E’ un argomento che richiederebbe ore di approfondimento, difficile sintetizzare un concetto così complesso in poche parole. Solitamente, quando affronto temi di questo genere, mi baso sulla mia personale esperienza: ebbene, se dovessi tornare indietro nel tempo con la possibilità di cambiare qualcosa della mia vita, mai e poi mai rinuncerei all’esperienza arbitrale. Gli anni passati sui campi hanno profondamente influito non solo sulla mia vita professionale ma sulla mia vita nel complesso: mi ha formato caratterialmente, mi ha insegnato il valore del sacrificio, mi ha consentito di conoscere migliaia di persone e centinaia di luoghi in Italia ed in Europa, mi ha concesso la fortuna di confrontarmi con culture differenti, ambienti di ogni tipo. Ebbene sì: se un giovane mi chiedesse un solo consiglio per rendere la propria vita più completa, lo spronerei a provare l’ebbrezza di indossare la divisa da arbitro. Non è certo un caso che, a 45 anni, la passione per il regolamento e per l’attività arbitrale in particolare sia forse più viva di quando ero diciottenne con le idee ben poco chiare sul futuro.
Quali sono gli aspetti più affascinanti della vita da arbitro, e quali i maggiori sacrifici che richiede?
Per quanto concerne l’aspetto più bello della mia esperienza arbitrale ho già risposto. Per contro non si possono sottacere i sacrifici. Sacrifici che, in ogni caso, non sono per forza espressione negativa: è vero, spesso saltavo serate con gli amici perché il mattino dopo sarei stato impegnato in una direzione ma, allo stesso tempo, ho potuto imparare velocemente che il divertimento di una serata è passeggero mentre quel che si impara in campo rimane per tutta la vita. In qualche momento è capitato di rimpiangere tanti sabato sera chiusi con una pizza e poi a letto presto. Oggi, con la maturità e la consapevolezza di quel che è stato, non rimpiango nulla ed anzi ringrazio il destino di avermi evitato inutili serate di alcool e sballi. Son ben consapevole che possa apparire un discorso populista e di luoghi comuni.
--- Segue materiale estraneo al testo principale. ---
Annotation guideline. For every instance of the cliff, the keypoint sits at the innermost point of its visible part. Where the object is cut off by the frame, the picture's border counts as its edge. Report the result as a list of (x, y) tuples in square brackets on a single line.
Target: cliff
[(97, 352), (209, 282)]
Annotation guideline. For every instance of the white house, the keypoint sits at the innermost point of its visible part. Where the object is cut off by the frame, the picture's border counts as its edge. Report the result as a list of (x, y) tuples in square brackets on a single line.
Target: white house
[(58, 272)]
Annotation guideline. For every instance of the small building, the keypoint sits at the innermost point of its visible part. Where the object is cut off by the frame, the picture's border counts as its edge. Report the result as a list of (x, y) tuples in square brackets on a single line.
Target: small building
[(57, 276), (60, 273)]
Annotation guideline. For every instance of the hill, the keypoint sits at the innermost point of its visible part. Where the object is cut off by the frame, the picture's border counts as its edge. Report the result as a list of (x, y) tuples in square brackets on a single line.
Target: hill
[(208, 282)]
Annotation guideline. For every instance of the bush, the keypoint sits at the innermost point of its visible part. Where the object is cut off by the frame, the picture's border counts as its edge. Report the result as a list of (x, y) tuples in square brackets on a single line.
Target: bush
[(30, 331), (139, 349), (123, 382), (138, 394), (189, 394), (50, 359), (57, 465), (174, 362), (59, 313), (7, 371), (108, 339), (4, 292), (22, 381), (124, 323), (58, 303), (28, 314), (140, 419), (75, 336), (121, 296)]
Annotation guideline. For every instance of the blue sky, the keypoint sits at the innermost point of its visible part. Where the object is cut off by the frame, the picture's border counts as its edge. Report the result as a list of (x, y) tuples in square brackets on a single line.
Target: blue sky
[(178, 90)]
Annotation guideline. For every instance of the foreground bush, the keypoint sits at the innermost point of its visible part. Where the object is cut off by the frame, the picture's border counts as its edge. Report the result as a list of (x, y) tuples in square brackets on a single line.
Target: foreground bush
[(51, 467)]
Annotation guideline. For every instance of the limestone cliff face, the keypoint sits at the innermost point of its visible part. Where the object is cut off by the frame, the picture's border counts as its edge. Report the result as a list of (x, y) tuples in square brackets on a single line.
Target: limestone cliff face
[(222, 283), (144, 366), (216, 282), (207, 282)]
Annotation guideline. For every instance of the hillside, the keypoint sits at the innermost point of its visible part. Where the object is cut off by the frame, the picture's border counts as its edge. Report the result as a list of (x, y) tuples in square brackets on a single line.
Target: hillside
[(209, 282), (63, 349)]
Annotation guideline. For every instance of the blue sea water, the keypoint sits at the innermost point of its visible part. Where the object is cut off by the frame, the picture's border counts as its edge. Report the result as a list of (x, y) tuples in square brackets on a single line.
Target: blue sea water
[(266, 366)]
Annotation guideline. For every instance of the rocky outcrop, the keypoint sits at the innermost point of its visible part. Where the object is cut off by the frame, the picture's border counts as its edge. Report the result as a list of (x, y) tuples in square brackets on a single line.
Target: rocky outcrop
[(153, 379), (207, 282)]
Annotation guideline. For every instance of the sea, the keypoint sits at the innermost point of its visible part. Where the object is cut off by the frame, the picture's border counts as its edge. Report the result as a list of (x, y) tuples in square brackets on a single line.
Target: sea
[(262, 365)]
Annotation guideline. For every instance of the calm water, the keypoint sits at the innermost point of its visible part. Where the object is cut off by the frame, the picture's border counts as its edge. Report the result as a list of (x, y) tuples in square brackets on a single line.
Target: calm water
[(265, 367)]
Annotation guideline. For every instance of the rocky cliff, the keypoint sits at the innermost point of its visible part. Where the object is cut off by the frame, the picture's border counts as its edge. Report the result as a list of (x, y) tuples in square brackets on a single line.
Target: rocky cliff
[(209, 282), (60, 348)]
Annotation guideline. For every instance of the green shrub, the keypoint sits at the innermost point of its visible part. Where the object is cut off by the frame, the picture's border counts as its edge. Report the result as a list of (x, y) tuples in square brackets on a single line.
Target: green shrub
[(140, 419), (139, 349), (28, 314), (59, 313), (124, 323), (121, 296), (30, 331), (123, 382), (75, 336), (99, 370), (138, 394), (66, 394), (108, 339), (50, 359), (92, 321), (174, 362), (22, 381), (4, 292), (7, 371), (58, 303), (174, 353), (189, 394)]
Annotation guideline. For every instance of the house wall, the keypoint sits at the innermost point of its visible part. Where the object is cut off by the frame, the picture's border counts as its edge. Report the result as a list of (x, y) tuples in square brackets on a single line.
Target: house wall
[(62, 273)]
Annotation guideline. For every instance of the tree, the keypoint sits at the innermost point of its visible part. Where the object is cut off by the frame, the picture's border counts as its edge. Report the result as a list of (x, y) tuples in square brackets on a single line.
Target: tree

Lo pensavo anche io quando avevo 18 anni…
Oggi chi è, secondo Luca Marelli, il migliore arbitro al mondo?
Non è facile individuare il miglior arbitro del mondo. Non tanto perché oggi non ci siano fuoriclasse assoluti ma per il concetto espresso in precedenza: ogni direttore di gara ha un proprio stile, ciò che lo rende differente e non comparabile con altri. Se proprio dovessi scegliere, indicherei quelli che, al momento, mi paiono i tre migliori: l’argentino Pitana, l’italiano Rocchi e lo sloveno Skomina. La finale del mondiale potrebbe essere diretta dall’uzbeko Irmatov che non rientra nei miei preferiti (sebbene si tratti di arbitro di grandissimo talento). Qui dovremmo aprire una lunga parentesi per spiegare le dinamiche che portano alla scelta del direttore di gara per una competizione internazionale…
Aggiungiamo un po’ di pepe: l’arbitro più sottovalutato e quello più sopravvalutato.
Altrettanto complesso indicare un arbitro sopravvalutato ed uno sottovalutato. Diciamo che non amo particolarmente (per usare un eufemismo) il tedesco Brych. Tra i sottovalutati non saprei, forse potrebbe essere più considerato Orsato che, a livello internazionale, non gode ancora della medesima credibilità guadagnata in patria.
Un tempo la simulazione appariva come una usanza tutta italiana, ma oggi si vedono tuffi carpiati anche in Premier League e in altri campionati esteri. Cosa pensi?
Penso che la globalizzazione non riguardi solo il commercio o la politica ma anche i comportamenti degli sportivi…
Finisce qui la nostra chiacchierata con l’ex arbitro Luca Marelli, sperando di aver contribuito a chiarire alcuni concetti importanti. Il Var è un’aggiunta dall’alto potenziale per il nostro mondo, compreso il delicato discorso relativo alle scommesse sul calcio, che eventuali decisioni (annullamento di un gol, assegnazione di un rigore allo scadere etc) possono influenzare non poco. Ne riparleremo più avanti.